L’affaire Concorde

 Hommage aux techniciens et à leurs syndicats

L’émergence des catégories techniciennes.
En 1969, l’UGIC devient l’UGICT et regroupe dorénavant les techniciens. Les luttes et les occupations de 1968 ont en effet révélé la capacité collective des techniciens d’intervenir dans la gestion et les orientations stratégiques des entreprises. Les années 1960 ont vu le savoir-faire des techniciens se matérialiser spécifiquement avec des qualifications et des responsabilités les rapprochant des ingénieurs et cadres.
Nous rendons compte ici d’une publication de 1965 produite Jean TOUSCOZ fondateur du CERCI (Centre d’études et de recherches sur la coopération internationale) pour l’Annuaire français de droit international.
Au début des années 1960 la France et l’Angleterre s’engagent sur un projet de construction d’un avion supersonique. Au-delà de l’intérêt de ce nouvel avion qui divise par deux le temps de transport aérien, c’est aussi l’occasion de s’émanciper des USA et de développer des domaines de haute technicité qui auront des utilisations multiples dans l’industrie
Suite à des changements gouvernementaux et à la volonté des Britanniques de revenir sur leurs engagements en abandonnant le projet, le gouvernement français tentait avec difficultés de maintenir la coopération mais c’est l’intervention syndicale qui fut décisive.
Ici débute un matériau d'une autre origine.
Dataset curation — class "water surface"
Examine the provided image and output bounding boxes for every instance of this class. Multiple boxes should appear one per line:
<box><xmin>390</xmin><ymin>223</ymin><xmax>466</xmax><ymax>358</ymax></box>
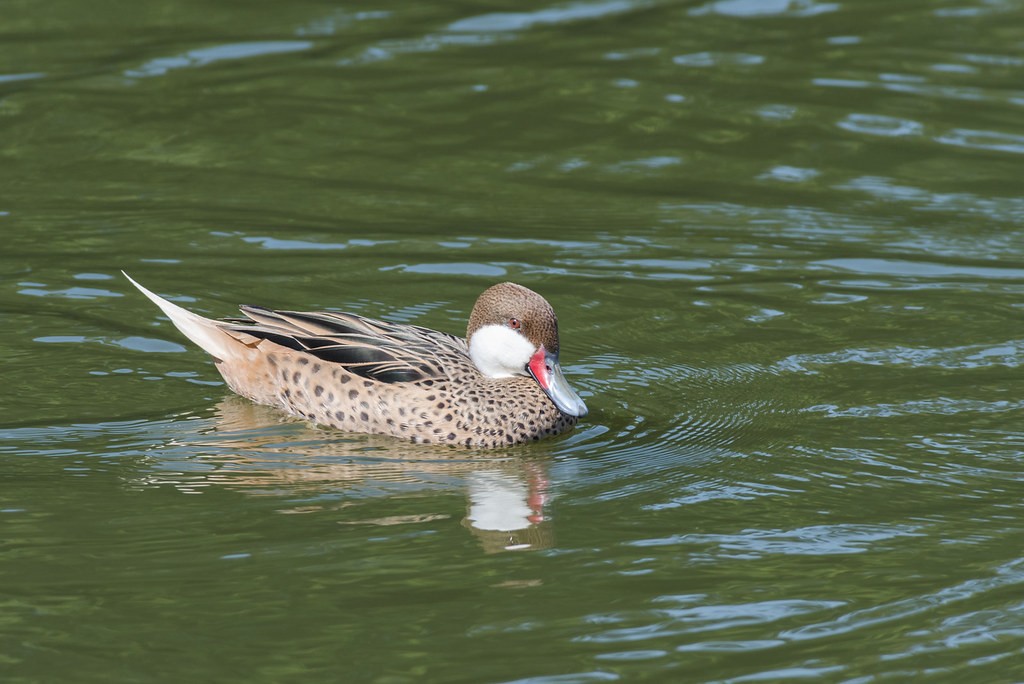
<box><xmin>3</xmin><ymin>0</ymin><xmax>1024</xmax><ymax>681</ymax></box>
Un projet sauvé par les hommes chargés de le réaliser.
Jean TOUSCOZ : « Ce qui va être déterminant, c’est l’intervention des syndicats des industries aéronautiques française et britannique auprès du gouvernement anglais. L’abandon du projet Concorde entraînerait en effet de lourdes conséquences sur l’emploi et le niveau de vie des travailleurs de l’aéronautique en France comme en Angleterre. »
Le secrétaire général de la fédération de la métallurgie CGT intervient alors, ainsi que les fédérations FO de la métallurgie et des transports. Des échanges ont lieu à Paris puis à Londres entre les syndicats français FO, CFDT, CGT et CGC et les syndicats britanniques. Ils débouchent sur un communiqué commun pour que le projet soit poursuivi avec des mobilisations qui vont amener le gouvernement travailliste à rouvrir la coopération sur le projet.
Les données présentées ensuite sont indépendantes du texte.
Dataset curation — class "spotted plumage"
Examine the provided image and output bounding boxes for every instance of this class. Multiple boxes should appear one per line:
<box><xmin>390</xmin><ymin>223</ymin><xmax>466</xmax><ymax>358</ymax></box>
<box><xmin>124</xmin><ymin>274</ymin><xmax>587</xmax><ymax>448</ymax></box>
Cette mobilisation, note Jean TOUSCOZ, « a revêtu un caractère remarquable : les syndicats qui sont intervenus dans l’affaire Concorde sont uniquement représentatifs des techniciens associés à la réalisation du projet, les syndicats d’ouvriers ne sont pas intervenus directement.
Les arguments évoqués ont été non seulement économiques et sociaux mais aussi d’ordre technique …notamment l’intérêt du projet Concorde pour le développement de l’industrie aéronautique. Ces probabilités de réussite technique ont été démontrées.
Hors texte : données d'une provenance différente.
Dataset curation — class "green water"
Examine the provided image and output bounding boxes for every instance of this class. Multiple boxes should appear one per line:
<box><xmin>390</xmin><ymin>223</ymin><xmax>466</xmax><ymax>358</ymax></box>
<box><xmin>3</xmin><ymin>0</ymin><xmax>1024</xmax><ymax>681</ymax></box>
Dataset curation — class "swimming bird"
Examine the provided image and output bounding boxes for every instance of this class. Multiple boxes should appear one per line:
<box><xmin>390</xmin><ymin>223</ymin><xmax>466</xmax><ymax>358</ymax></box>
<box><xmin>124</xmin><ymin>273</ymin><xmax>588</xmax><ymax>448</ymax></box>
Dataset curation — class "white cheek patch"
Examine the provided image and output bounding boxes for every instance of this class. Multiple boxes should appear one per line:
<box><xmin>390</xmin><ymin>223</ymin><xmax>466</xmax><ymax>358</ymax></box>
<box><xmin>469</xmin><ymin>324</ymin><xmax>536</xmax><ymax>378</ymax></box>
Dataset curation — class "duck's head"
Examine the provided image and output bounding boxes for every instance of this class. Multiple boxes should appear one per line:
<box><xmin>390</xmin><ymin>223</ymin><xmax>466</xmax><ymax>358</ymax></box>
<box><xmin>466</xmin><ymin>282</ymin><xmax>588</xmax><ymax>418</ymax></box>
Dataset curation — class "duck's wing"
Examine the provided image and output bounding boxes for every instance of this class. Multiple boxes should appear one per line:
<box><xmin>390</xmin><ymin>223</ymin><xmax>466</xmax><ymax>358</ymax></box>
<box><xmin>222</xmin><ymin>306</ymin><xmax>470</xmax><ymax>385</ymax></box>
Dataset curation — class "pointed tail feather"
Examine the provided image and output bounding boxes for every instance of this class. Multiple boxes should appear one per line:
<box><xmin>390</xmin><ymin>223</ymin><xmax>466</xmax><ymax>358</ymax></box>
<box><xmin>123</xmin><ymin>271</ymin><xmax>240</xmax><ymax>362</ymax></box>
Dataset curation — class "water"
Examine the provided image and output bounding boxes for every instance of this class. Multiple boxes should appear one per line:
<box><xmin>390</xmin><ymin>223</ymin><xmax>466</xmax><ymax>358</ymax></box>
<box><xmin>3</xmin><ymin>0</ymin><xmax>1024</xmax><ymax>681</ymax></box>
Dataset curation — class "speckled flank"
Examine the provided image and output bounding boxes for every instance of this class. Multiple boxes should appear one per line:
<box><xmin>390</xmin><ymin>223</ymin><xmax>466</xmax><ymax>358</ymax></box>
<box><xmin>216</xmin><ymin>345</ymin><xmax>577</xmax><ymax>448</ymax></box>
Il ne paraît donc pas excessif d’affirmer que le projet Concorde a été sauvé par les hommes qui sont chargés de le réaliser.
Cette émergence des syndicats à la vie internationale, leur rôle comme groupe de pression à ce niveau présente un grand intérêt pour la science des relations internationales. Ce phénomène n’est d’ailleurs pas nouveau et a déjà fait l’objet de nombreuses études.
Ce sont des techniciens de nationalités différentes mais habitués depuis plusieurs années à unir leurs efforts pour réaliser une entreprise internationale commune qui sont intervenus pour en permettre la réussite.
Ainsi la coopération internationale établit-elle des liens réels vécus à d’autres niveaux que celui des gouvernements et peut entraîner dans certains cas une redistribution du pouvoir de décision internationale qui ne peut être exercée discrétionnairement par les organes étatiques ».
On pourrait rajouter « et capitalistiques » lorsqu’il s’agit de firmes multinationales.